MMO (massively multiplayer online) games add a whole new social dimension. Looking at these games we see an amazing reflection of Jungian Psychology. We have taken our myths, our dreams, and even our cultural arch-types and given them life in worlds where we can interact with them, alone or in groups. Worlds where thousands can cooperate, compete, and interact, within a shared mythology. We are able to experiment with varying Persona through the characters we create, living out our Anima (our feminine aspect), or our Shadow selves (our dark side), or any mixture of our varied subconscious aspects. We can, within the confines of the game world, live out our fantasies and dreams.

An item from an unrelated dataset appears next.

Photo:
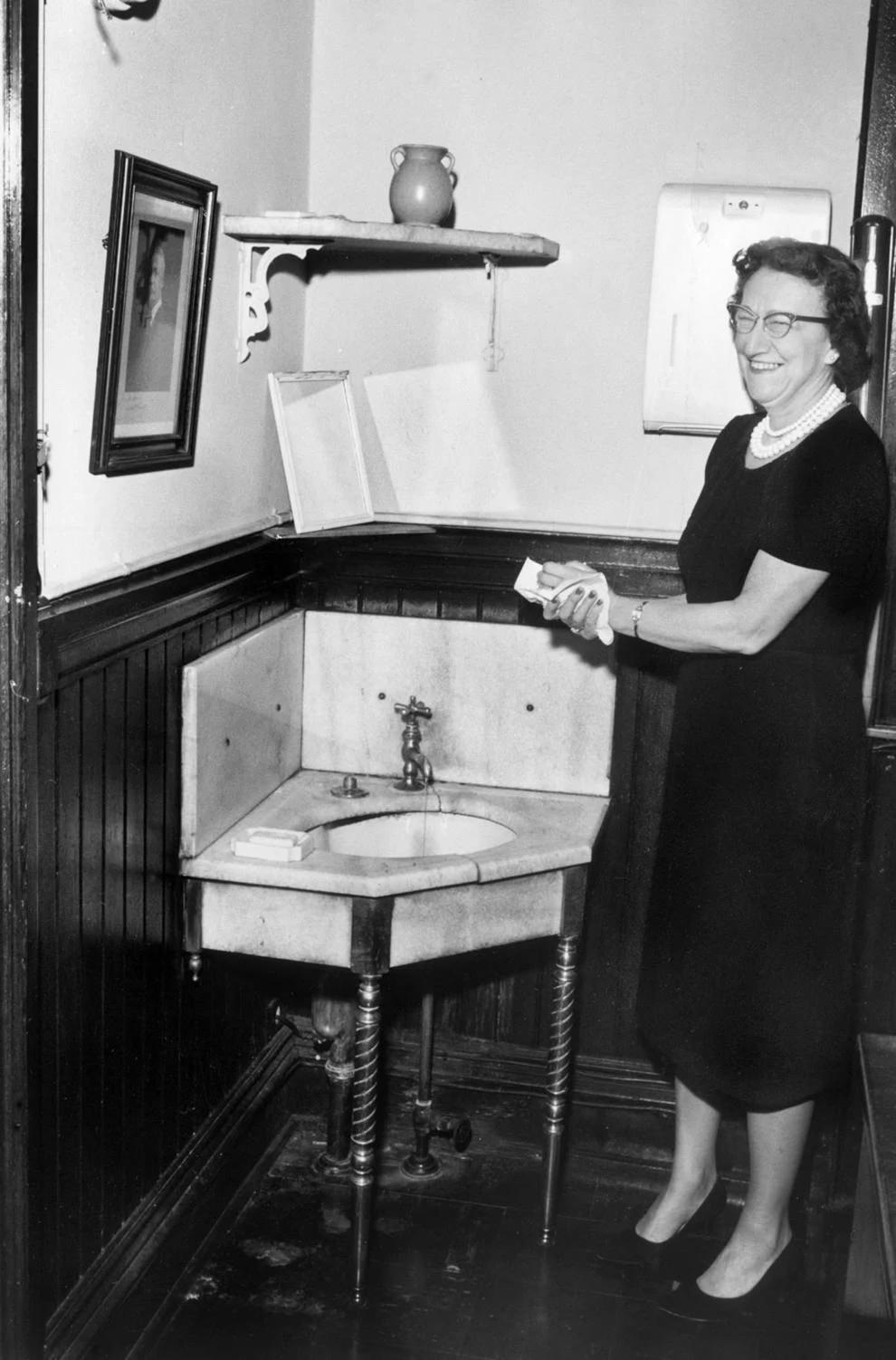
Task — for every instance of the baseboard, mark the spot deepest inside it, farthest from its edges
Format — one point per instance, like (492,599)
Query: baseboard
(124,1294)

These new games allow us to express aspects of our selves that we suppress in our day-to-day lives, or become that which we would like to be but can not achieve otherwise. The Personae we create can be as much like our mundane selves, or as different, as we choose. One can be an alluring female elf, or a brutish orc warrior, or even a grotesquely gothic undead. We can explore the world through these characters and the part of us that they subconsciously represents. We can fight in epic battles to save the world or get drunk and stomp on bunnies, its our choice.
One of the chief tenets of modern psychology is to recognize, and deal with, our innermost thoughts, desires, and feelings. These type of games allow us to do that in a safe environment, behind the mask of our character. Some will claim that they do not Role Play, but only play the game. Yet by creating a character and making choices within the game that affect that character, and others, we are role playing even if only on a subconscious level. Anyone who has guided Lara Croft through the dungeons of Tomb Raider has, if only subconsciously, entered into a deeper interaction with their Anima. It is even more true in games where we are allowed to create the characters we play, build them up over time, cloth them as is pleasing to us, etc.. There are deep psychological principles at work in those choices.
These virtual worlds have potential for being a type of therapy that can lead us to greater understanding of ourselves and others and lead us toward what Jung would call Transcendence (embracing all sides of our personality). In these virtual worlds we can face, or even become, the things of dreams or even nightmares. Whether we choose to be a hero in shining armor, or a darkly sensuous female undead, we are affected by those choices.
In our games, unlike our lives, we can freely experiment with different aspects of our unconscious in how we interact with our surroundings and those we play with. The multiplayer aspect of these games allow for social interaction between our contrived personae making these worlds as real’, on a psychological level, as our day-to-day lives. Our characters become an extension of ourselves and we a part of our characters.
Our games still help us cope with our day-to-day lives, as they always have, day-to-day life has just gotten a lot more complicated in our modern era.